Durch das Bürgerbegehren würden die Politiker dazu gezwungen, sich mit dem nach Meinung der Fridays-for-Future-Gruppe immer dringenderem Thema auseinanderzusetzen. Unterschriften für das Bürgerbegehren werden an Ständen in der Stadt, aber auch während der globalen Klimastreik-Aktion gesammelt. Das Beteiligen am globalen Klimastreik beginnt in Marburg an diesem Freitag um 15 Uhr am Erwin-Piscator-Haus (EPH). Von dort aus geht ein Demonstrationszug über die Biegenstraße, Deutschhausstraße, Rudolphsplatz und Biegenstraße zurück zum EPH, wo um 18 Uhr das Ende der Veranstaltung vorgesehen ist. Wie in der Vergangenheit findet die Demonstration unter Rücksichtnahme auf die Corona-Pandemie statt. Deshalb gilt: Maske tragen und Abstand halten. „Alle, die diese einfachen Maßnahmen der Solidarität nicht einhalten wollen, sind auf der Demonstration nicht willkommen“, sagt Anna Günter.

Motto: „#PeopleNotProfit“

Weltweit steht der globale Klimastreik unter dem Motto „#PeopleNotProfit“, also Menschen statt Profite. Wie Anna Günther auf Nachfrage der OP mitteilt, sind für das Bürgerbegehren bereits rund 500 Unterschriften gesammelt. Während des Klimastreiktags sollen weitere Hunderte Unterschriften gesammelt werden. Innerhalb eines halben Jahres will die Gruppe die erforderlichen Unterschriften zusammen haben, sagt Günther. „Wir wollen, dass der ÖPNV in Marburg so attraktiv wie möglich wird.“ Auch der massive Anstieg der Kraftstoffpreise zeige wie notwendig diese Forderung ist. „Wir können uns keinen Tankrabatt leisten, von dem nur besser verdienende und Ölkonzerne profitieren, sondern brauchen eine Pro-Kopf-Entlastung und einen kostenlosen ÖPNV“, sagt Anna Günter.
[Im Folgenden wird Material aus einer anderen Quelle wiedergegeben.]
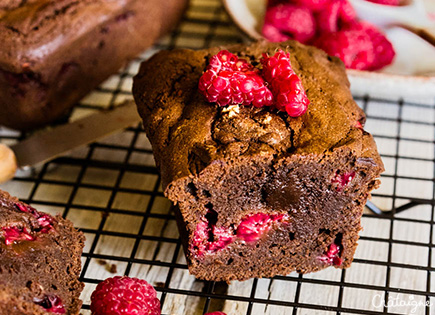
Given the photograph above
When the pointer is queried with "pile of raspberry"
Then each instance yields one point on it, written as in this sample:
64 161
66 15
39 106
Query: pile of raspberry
229 80
331 25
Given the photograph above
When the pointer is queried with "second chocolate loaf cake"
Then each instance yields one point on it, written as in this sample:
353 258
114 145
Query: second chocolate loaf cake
53 52
259 193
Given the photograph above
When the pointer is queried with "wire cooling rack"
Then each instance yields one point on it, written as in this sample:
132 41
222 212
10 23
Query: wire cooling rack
111 191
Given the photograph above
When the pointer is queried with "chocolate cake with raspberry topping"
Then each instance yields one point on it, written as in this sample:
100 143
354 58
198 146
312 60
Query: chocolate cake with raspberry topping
39 261
261 189
54 52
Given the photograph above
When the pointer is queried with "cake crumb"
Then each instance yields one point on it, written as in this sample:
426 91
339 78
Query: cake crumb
232 110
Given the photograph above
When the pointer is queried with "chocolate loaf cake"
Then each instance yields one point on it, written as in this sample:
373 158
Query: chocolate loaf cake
39 261
259 193
54 52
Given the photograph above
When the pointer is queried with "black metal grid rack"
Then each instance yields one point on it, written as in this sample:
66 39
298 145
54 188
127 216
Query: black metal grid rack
111 190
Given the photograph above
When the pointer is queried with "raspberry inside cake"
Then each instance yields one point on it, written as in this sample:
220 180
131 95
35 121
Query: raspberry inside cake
258 192
39 261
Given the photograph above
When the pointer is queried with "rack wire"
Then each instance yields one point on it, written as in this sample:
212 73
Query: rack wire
111 191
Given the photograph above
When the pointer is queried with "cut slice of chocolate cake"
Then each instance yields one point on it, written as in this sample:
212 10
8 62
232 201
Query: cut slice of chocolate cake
275 186
39 261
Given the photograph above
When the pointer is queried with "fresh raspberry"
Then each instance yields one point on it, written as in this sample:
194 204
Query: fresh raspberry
292 21
229 80
124 296
209 238
387 2
343 179
14 234
332 255
347 13
359 45
254 226
382 47
52 304
286 86
45 221
359 125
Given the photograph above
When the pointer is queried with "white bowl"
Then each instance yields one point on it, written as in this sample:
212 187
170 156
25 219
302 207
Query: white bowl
411 75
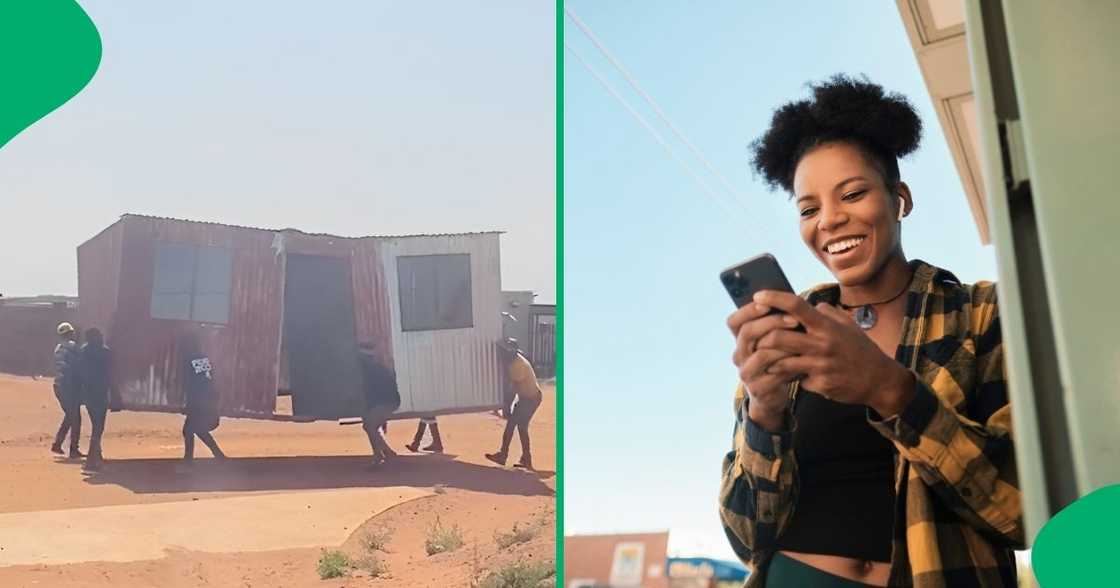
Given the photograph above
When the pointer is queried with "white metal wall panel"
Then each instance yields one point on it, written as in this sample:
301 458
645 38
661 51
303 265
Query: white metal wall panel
451 369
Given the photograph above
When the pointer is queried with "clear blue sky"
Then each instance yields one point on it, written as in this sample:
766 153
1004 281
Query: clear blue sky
649 379
348 117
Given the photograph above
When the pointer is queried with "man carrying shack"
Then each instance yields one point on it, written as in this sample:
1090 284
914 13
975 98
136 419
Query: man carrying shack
382 399
95 382
68 390
521 385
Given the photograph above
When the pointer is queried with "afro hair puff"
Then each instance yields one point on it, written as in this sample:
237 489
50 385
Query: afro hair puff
841 109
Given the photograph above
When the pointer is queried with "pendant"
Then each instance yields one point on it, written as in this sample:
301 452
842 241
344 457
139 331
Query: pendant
865 317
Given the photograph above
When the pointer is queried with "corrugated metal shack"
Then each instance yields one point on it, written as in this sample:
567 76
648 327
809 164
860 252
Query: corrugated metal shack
27 333
542 335
285 310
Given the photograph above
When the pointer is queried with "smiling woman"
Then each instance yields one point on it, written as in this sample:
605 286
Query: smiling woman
874 448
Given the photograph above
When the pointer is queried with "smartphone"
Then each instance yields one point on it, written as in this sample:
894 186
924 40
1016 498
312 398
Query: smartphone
761 272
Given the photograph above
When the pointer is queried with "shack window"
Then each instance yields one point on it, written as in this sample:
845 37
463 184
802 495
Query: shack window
435 291
192 283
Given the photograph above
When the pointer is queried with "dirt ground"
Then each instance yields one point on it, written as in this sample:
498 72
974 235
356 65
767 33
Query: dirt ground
463 491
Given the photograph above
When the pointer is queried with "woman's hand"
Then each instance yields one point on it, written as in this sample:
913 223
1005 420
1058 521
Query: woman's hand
834 356
767 391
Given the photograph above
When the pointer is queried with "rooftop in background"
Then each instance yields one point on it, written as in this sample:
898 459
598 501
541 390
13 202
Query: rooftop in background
289 230
39 300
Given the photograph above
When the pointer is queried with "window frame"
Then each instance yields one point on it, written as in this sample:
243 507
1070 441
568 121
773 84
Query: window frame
193 291
436 324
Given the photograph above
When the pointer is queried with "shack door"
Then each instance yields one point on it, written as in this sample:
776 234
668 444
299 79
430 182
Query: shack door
318 333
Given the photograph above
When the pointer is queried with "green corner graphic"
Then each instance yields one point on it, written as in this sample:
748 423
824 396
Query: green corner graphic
1078 546
49 50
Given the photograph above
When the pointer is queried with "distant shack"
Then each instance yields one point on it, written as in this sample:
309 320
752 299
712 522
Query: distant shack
27 333
283 309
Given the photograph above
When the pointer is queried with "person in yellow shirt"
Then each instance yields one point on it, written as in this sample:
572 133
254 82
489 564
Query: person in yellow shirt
520 385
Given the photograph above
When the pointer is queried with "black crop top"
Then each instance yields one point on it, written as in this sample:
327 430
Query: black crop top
846 468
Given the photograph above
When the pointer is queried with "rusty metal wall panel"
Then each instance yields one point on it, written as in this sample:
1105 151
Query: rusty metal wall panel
372 305
99 276
438 371
28 336
148 370
454 369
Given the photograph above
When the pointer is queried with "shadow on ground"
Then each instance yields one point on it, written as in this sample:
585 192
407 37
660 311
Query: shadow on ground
160 476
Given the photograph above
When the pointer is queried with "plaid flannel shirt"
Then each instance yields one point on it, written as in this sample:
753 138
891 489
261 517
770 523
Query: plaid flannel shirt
958 509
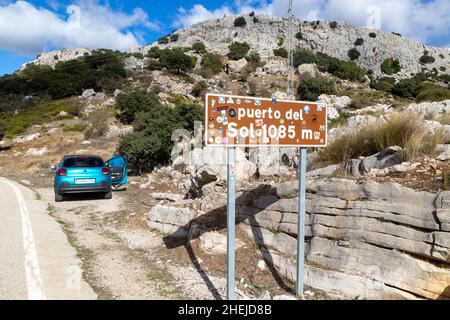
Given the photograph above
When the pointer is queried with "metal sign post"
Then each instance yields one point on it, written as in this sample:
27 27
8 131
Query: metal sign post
238 121
231 224
301 220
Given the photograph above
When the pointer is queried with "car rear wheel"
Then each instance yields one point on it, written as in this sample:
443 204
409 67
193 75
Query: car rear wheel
58 197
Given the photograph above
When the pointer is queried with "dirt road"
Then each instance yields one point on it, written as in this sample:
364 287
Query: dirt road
36 259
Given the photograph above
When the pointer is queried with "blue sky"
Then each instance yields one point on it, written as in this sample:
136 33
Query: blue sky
29 27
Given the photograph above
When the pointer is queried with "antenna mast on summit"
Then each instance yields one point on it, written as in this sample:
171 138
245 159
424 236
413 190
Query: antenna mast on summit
290 49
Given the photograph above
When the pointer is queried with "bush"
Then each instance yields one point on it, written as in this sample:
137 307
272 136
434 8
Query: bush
99 125
176 61
253 58
384 84
130 104
425 59
212 62
353 54
240 22
359 42
280 52
401 129
311 89
433 93
302 56
199 47
238 50
163 40
390 66
150 143
199 89
2 131
333 24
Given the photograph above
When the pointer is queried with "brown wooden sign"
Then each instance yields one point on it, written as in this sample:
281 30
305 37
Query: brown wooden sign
249 121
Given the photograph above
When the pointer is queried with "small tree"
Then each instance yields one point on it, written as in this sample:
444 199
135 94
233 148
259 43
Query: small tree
390 66
176 61
333 24
240 22
359 42
199 47
353 54
280 52
312 88
212 62
238 50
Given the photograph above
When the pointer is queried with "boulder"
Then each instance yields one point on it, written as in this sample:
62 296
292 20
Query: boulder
276 66
216 243
385 158
308 70
88 93
26 138
237 66
33 152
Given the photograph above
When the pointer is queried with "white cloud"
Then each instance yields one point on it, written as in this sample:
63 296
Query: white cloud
420 20
27 29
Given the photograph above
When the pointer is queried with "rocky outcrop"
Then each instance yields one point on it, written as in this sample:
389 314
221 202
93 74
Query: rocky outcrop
263 37
372 240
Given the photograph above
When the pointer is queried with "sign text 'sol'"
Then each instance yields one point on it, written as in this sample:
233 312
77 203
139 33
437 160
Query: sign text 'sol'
250 121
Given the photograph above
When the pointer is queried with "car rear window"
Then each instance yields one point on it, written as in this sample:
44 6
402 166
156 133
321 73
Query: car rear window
83 162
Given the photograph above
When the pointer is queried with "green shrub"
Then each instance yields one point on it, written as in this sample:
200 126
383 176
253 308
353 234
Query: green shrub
75 128
150 143
401 129
199 47
280 52
128 105
238 50
433 93
312 88
199 89
425 59
444 78
280 41
390 66
302 56
384 84
99 125
359 42
212 62
240 22
176 61
353 54
253 57
163 40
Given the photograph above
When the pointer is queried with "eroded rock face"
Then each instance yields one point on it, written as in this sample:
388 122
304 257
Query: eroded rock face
379 239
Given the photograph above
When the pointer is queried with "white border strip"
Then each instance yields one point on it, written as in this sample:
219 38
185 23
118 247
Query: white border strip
33 274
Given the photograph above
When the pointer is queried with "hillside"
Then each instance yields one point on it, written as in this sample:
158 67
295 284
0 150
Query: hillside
263 34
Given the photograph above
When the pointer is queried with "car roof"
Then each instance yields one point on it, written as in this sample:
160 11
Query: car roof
81 155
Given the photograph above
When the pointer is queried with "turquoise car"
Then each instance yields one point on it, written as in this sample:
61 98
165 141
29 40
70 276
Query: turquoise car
82 174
Es könne nicht sein, dass umweltfreundliche und gute Mobilität vom Geldbeutel abhängt.

Die Frage, über die Fridays for Future und zahlreiche andere Organisationen abstimmen lassen wollen, lautet: „Soll die Stadt Marburg die rechtlichen und haushaltspolitischen Möglichkeiten eines kostenlosen Marburger Stadtbussystems für alle prüfen lassen?“ Die Klimakoalition der Stadtverordnetenversammlung vereinbarte, den ÖPNV für Stadtpassinhaber kostenlos zu stellen. Dieses Bürgerbegehren wäre schon das zweite in diesem Jahr. Im Januar scheiterte eines der BI „Demokratie in Marburg“ knapp an der Hürde von rund 2900 gültigen Unterstützer-Unterschriften. Diese waren nötig, um einen Bürgerentscheid auszulösen. Dann hätten alle Wahlberechtigten darüber abgestimmt, ob Marburg einen vierten hauptamtlichen Dezernenten bekommen soll. Anders als beim jetzigen Bürgerbegehren gibt es zunächst keine Frist, in der die knapp 2900 Stimmen – das sind fünf Prozent der Wahlberechtigten – zu sammeln sind: Die Hessische Gemeindeordnung unterscheidet zwischen Bürgerbegehren, die sich gegen einen Beschluss des Parlaments wenden – hierfür muss innerhalb von acht Wochen ab Beschluss das Quorum erreicht werden – und Vorstößen für noch nicht existierende Projekte. Für letztere gibt es keine Frist. Das Einführen eines kostenlosen ÖPNV wäre ein solches Projekt.

Zuletzt wurde ein Bürgerbegehren in Frankfurt für ungültig erklärt, weil die Fragen und Forderungen „nicht hinreichend bestimmt“ waren, urteilte ein Gericht. Die „Bürgerinitiative Mietentscheid“ sammelte 2018 mehr als 25 000 Unterschriften. Zu den Forderungen zählte, dass die städtische Wohnungsbaugesellschaft ABG nur noch geförderte Wohnungen für geringe und mittlere Einkommensschichten bauen soll und Bestandsmieten für Menschen mit Anspruch auf eine Sozialwohnung gesenkt werden.

Infos zu Unterschriftenliste

Unterschriftenlisten-Vordrucke für das Bürgerbegehren zum kostenlosen ÖPNV stehen auf der Website www.fff-marburg.org zum Ausdrucken bereit. Diese können im Café am Grün abgegeben werden. Alle Informationen dazu sind auch auf der Website www.fff-marburg.org zu finden.